Splitting the difference between sportbike and standard, the Streetfighter has sensible ergonomics. Reach to the bars and pegs is manageable, though the footpegs had smooth balls on the ends that were slippery and distracting (a technician filed grooves into the pegs of some bikes for better grip). Switchgear is clean and simple, with a clever kill switch that slides down over the starter button. As we were standing near the bike in front of the pit garage, the P.A. system began playing a fast-paced rock song followed by a menacing command: “Select your fighter!” As if in a music video, 16 of us fired up Streetfighters simultaneously, blipping throttles for sheer testosterone-addled joy.
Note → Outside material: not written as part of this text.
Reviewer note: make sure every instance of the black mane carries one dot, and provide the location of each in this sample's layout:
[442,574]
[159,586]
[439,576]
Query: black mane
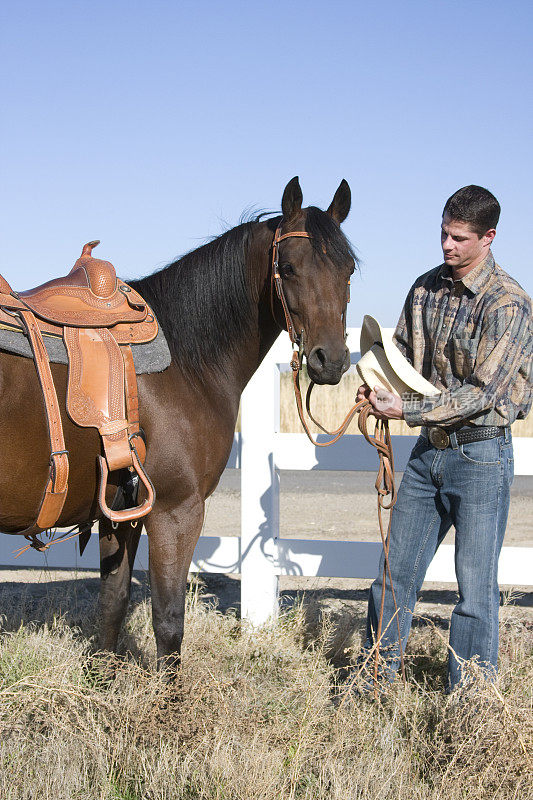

For the first couple of laps, we followed Ducati test rider Vittoriano Guareschi around the Ascari circuit to learn the racing line. Later he demonstrated the full capabilities of the Streetfighter S by screaming down the front straight, smoking the rear tire as he backed it into the chicane and then wheelying up the hill through the grass. For mortals like me, the prime objectives were to keep it steady in the crosswinds and not crash an $18,995 exotic motorcycle, especially not in front of a photographer!
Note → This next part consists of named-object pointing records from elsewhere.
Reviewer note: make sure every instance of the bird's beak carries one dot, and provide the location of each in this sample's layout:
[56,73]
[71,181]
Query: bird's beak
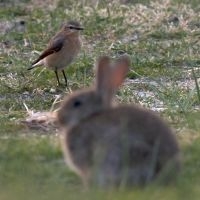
[79,28]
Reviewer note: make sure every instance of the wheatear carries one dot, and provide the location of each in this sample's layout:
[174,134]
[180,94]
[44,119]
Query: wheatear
[61,50]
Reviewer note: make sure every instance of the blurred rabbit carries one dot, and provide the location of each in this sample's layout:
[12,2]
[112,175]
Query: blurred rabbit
[112,145]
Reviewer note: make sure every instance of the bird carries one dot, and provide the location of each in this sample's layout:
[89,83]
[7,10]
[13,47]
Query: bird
[61,50]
Just as cheating at bowling will bring on a world of pain, getting ham-fisted with a throttle connected to a 155-horsepower motor will produce unwanted consequences. Smooth inputs are rewarded accordingly. The L-twin motor revs up quickly to the 10,700-rpm limit, indicated by a flashing red light since the LCD bar tachometer has no redline. With 85 lb-ft of torque trying to pull the bike out from under you, gear changes are more about prerogative than necessity, though the transmission is very accommodating. Setup for the technical Ascari circuit, the Öhlins suspension was taut but soaked up bumps well, especially the rough curbing on the inside of two ridiculously tight chicanes. The Streetfighter’s Brembo brakes would probably work just fine on a Mack truck full of gravel. On a 373-pound motorcycle with a 185-pound rider, one finger does the trick. Set by the technicians on level 6 out of 12, Ducati Traction Control was unobtrusive. In fact, twin red lights would flash to indicate DTC engagement at unexpected times, suggesting that our bike’s tires slip more than we realize. Although not a guarantee against accidents, it is reassuring.
Conditions notwithstanding, a motorcycle like the Ducati Streetfighter S delivers an exquisite sporting experience. Stunning to look at, exhilarating to ride, stimulating to hear and reassuring in terms of braking and suspension capabilities. Really, it doesn’t get any better than this.